Do you see any signs of hope? I know you work with lots of young people, do you get better responses from them?
The answer is a cautious yes. We want to do a lot more work with young people. We issued this update last February, and one of the first places we went to was the LBJ School at the University of Texas-Austin. After I presented, I had several grad students say in effect, “we really want to do this Kerner stuff, but we don’t know how to get credentialed or know how to do it.”
If you want to know rules, go to law school. If you want to heal, go to medical school. But if you want to heal our divided society, there are no real programs on how to do that.
There are a lot of things you’d need to combine for this. You need to learn some of the theory, but not too much. What you need to learn is what works and what doesn’t in economic policy, education policy, criminal justice policy, housing policy, and neighborhood policy, but even that’s not enough, because schools don’t teach how to communicate what works.
You mentioned earlier policies that have been shown to work, what are one or two examples of this?

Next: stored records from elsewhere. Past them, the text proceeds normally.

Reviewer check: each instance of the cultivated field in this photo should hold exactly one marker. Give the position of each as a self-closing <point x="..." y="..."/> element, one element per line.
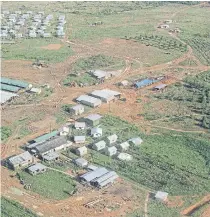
<point x="174" y="122"/>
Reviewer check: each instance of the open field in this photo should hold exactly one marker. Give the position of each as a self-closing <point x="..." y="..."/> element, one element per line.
<point x="11" y="208"/>
<point x="52" y="184"/>
<point x="174" y="123"/>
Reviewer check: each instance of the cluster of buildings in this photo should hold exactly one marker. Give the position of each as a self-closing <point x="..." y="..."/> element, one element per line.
<point x="9" y="89"/>
<point x="29" y="24"/>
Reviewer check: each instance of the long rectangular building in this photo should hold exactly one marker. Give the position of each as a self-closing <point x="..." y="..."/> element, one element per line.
<point x="89" y="100"/>
<point x="6" y="96"/>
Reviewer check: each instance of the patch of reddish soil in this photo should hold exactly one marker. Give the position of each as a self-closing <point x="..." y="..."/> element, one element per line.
<point x="52" y="47"/>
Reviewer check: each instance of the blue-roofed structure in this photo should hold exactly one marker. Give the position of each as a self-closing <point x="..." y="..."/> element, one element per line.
<point x="145" y="82"/>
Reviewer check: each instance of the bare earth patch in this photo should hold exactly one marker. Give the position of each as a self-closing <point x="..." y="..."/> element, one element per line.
<point x="52" y="47"/>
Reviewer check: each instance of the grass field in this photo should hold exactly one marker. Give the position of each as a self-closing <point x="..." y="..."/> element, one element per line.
<point x="31" y="49"/>
<point x="176" y="163"/>
<point x="10" y="208"/>
<point x="52" y="184"/>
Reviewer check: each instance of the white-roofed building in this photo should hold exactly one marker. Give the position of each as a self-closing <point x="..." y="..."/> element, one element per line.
<point x="99" y="145"/>
<point x="125" y="157"/>
<point x="22" y="160"/>
<point x="79" y="139"/>
<point x="89" y="100"/>
<point x="123" y="146"/>
<point x="161" y="195"/>
<point x="110" y="151"/>
<point x="96" y="132"/>
<point x="81" y="151"/>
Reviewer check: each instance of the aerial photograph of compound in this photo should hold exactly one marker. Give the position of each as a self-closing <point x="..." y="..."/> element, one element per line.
<point x="105" y="108"/>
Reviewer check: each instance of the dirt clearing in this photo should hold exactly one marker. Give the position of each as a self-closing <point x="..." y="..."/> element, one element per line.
<point x="52" y="47"/>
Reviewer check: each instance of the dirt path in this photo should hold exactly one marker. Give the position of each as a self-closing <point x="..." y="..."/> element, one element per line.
<point x="146" y="206"/>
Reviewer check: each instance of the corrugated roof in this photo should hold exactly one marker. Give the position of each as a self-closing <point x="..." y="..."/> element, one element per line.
<point x="102" y="94"/>
<point x="145" y="82"/>
<point x="18" y="159"/>
<point x="112" y="92"/>
<point x="79" y="138"/>
<point x="46" y="136"/>
<point x="93" y="117"/>
<point x="89" y="176"/>
<point x="104" y="177"/>
<point x="77" y="107"/>
<point x="109" y="180"/>
<point x="14" y="82"/>
<point x="51" y="144"/>
<point x="88" y="99"/>
<point x="9" y="88"/>
<point x="37" y="166"/>
<point x="6" y="96"/>
<point x="50" y="156"/>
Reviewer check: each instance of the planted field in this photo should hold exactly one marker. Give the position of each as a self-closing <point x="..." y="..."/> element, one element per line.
<point x="161" y="42"/>
<point x="78" y="72"/>
<point x="176" y="163"/>
<point x="10" y="208"/>
<point x="201" y="47"/>
<point x="52" y="184"/>
<point x="32" y="49"/>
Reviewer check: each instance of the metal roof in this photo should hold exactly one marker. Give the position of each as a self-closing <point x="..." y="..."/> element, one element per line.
<point x="112" y="92"/>
<point x="102" y="94"/>
<point x="160" y="86"/>
<point x="88" y="99"/>
<point x="14" y="82"/>
<point x="46" y="136"/>
<point x="109" y="180"/>
<point x="79" y="124"/>
<point x="6" y="96"/>
<point x="79" y="138"/>
<point x="81" y="161"/>
<point x="18" y="159"/>
<point x="124" y="156"/>
<point x="9" y="88"/>
<point x="161" y="195"/>
<point x="96" y="130"/>
<point x="50" y="156"/>
<point x="89" y="176"/>
<point x="145" y="82"/>
<point x="51" y="144"/>
<point x="136" y="141"/>
<point x="99" y="145"/>
<point x="94" y="117"/>
<point x="77" y="107"/>
<point x="37" y="166"/>
<point x="104" y="177"/>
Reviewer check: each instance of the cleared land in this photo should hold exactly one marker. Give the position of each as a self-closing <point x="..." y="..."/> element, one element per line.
<point x="11" y="208"/>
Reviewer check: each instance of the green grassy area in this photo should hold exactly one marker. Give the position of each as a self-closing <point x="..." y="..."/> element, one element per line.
<point x="10" y="208"/>
<point x="79" y="75"/>
<point x="158" y="209"/>
<point x="5" y="133"/>
<point x="51" y="184"/>
<point x="176" y="163"/>
<point x="192" y="99"/>
<point x="188" y="62"/>
<point x="31" y="49"/>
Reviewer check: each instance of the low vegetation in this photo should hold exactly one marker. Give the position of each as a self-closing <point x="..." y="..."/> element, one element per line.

The Kerner Commission in 1968 led with economic and education policies. On economic policy, the evidence is pretty clear that Keynesian demand-side policies that invest in human capital have worked better than supply side trickle-down economics focused on the top. People like Jared Bernstein have written books comparing those models. States like Kansas have tried the trickle-down model with disastrous results.
In education policy, the broad theme is to invest in schools, public school equity, teachers, and community schools, as opposed to supply-side privatization vouchers and charter schools.
Community-focused initiatives are important, and all of these ideas can build on each other. Community-based policing can stabilize neighborhoods to facilitate community-based banking. Community-based banking and investing money in neighborhoods can be connected with community housing and that housing can be linked to school integration and the building of that housing can generate well-planned jobs for people in the community. So, if you can combine these different policies in targeted locations, there’s plenty of evidence to show it works.
How do you think the original members of the commission would react to the progress, or lack thereof, over the last fifty years?
Not very well, that’s for sure. Most of the people on the original commission were privileged white men. You might not have expected a report like the one they created. But they managed to look at evidence and conclude that the protests of the ‘60s were not because of outside agitators, but from white racism. That was powerful. And the report sold two million paperback copies. Although the Kerner Commission proposed investing in human capital, nothing came of it. The Johnson administration was out of power in 1968, and the next administrations talked about the silent majority, called for a war on drugs, and argued for harsher criminal justice policies. I think the commission would be saddened by the direction we ended up going.